Juca Ferreira explica o PROFIC

O ministro da Cultura, Juca Ferreira, está em viagens pelo país para conversar sobre as mudanças na Lei Rouanet, proposta pelo projeto de lei em discussão pública, e que também cria o PROFIC – Programa de Fomento e Incentivo à Cultura. Há controvérsias que precisam ser analisadas tecnicamente.
Setores da sociedade que locupletam seu orçamento simulando mecenato já esperneiam premeditando o breque da mamata. Atacam a iniciativa, atirando nas finanças e acertando a Cultura. Prismam o projeto em um espectro que vai do dirigismo ao controle financeiro. Juca analisa:
“No início desse processo, tentaram paralisar essa reflexão sobre a Lei Rouanet, incutindo medo na área cultural, alegando que íamos acabar com isso, acabar com aquilo. Diziam que era um projeto dirigista para aumentar maquiavelicamente a presença do Estado na direção dos fatos culturais.
O medo é um instrumento permanente, é um mecanismo para evitar mudança no Brasil. Fomos o último país do mundo a abolir a escravidão, e os jornais da época noticiavam que a economia brasileira não suportaria tal mudança. Não vou, aqui, ficar discorrendo sobre quantas vezes o medo retardou processos importantes no Brasil.”
Mas qual é o medo que ao qual o ministro se refere? Suas origens estão na forma como a renúncia fiscal é usada para incentivar projetos culturais, concentrando a decisão sobre o que deve ser financiado ou não nos departamentos de marketing das empresas renunciantes, dentre outras facetas. Continua o ministro:
“A relação da renúncia com o Fundo Nacional de Cultura é 20% fundo, e 80% renúncia. É uma clara opção da renúncia como principal mecanismo. Nesses 18 anos não conseguimos criar um mecenato no Brasil. Só 10% é dinheiro empresarial. Se for tirada a contribuição das estatais, é bem menor.
Só a Petrobras representa quase 30% do total. Na verdade, quem financia é o velho e bom dinheiro público, que está sendo disponibilizado através da renúncia. E ponto. Ou seja, não conseguimos criar uma parceria público-privada e gerar um mecenato no Brasil, isso é óbvio.”
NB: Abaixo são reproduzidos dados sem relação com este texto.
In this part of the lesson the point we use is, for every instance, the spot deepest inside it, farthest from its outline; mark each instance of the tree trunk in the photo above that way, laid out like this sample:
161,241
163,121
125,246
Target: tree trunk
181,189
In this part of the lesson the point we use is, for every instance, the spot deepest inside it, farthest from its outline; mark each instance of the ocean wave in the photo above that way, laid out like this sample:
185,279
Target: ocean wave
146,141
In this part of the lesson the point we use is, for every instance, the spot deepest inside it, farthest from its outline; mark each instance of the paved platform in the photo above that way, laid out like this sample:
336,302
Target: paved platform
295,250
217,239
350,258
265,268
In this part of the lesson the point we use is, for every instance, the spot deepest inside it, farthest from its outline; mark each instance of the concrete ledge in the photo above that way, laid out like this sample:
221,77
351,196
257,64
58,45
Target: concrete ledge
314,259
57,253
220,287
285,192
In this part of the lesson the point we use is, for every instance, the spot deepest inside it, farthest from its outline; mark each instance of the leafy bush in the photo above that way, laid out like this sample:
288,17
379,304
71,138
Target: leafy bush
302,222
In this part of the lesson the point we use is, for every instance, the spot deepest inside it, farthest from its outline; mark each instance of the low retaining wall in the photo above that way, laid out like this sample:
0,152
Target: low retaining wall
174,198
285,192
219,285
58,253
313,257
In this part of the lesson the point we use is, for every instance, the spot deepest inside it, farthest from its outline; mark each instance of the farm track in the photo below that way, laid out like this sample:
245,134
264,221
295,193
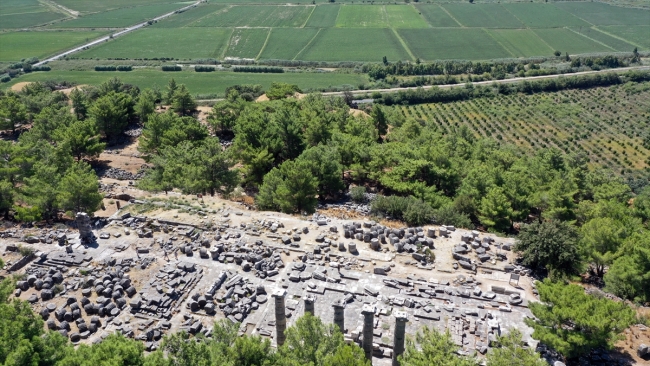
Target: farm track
120,33
448,86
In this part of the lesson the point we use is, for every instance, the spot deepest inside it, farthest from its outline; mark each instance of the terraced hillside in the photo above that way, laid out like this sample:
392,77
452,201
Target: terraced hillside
605,124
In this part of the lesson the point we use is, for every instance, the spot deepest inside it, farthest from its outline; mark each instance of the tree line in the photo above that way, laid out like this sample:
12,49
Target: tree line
497,68
437,95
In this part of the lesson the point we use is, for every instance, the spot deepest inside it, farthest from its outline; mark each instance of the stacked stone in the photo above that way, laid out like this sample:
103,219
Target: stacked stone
237,302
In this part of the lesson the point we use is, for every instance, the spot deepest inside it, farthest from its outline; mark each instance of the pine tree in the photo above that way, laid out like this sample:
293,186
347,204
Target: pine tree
79,189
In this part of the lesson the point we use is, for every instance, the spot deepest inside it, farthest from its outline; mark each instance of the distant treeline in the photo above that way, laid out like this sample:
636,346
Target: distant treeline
171,68
259,69
113,68
437,95
204,68
496,68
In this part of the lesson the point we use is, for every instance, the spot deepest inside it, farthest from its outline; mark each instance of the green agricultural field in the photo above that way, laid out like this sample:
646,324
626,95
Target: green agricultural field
538,15
119,18
380,16
605,14
180,43
605,124
637,35
324,16
247,42
267,2
483,15
185,18
28,20
257,16
404,16
521,42
20,45
362,16
452,44
93,6
338,44
286,43
25,13
564,40
436,16
199,82
616,44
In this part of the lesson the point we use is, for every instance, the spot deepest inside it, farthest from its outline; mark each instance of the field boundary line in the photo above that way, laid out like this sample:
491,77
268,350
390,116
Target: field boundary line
542,39
499,43
597,41
337,16
225,49
584,20
520,21
225,9
309,17
117,34
451,16
406,48
59,8
617,37
308,43
266,41
421,15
Como funciona de fato este e outros mecanismos da Lei Rouanet? Os projetos encaminhados pelos artistas e produtores culturais não são simplesmente aprovados e financiados. Existe todo um trâmite sinuoso, no qual até a presença de “captadores culturais” encontra caldo de cultura para vicejar:
“O processo é mais ou menos o seguinte: os produtores dão entrada, o ministério avalia a legalidade do projeto e do produtor e envia para a instituição do ministério afim ao tema do projeto – se é patrimônio, IPHAN; se é arte, Funarte; se é livre leitura, Biblioteca Nacional.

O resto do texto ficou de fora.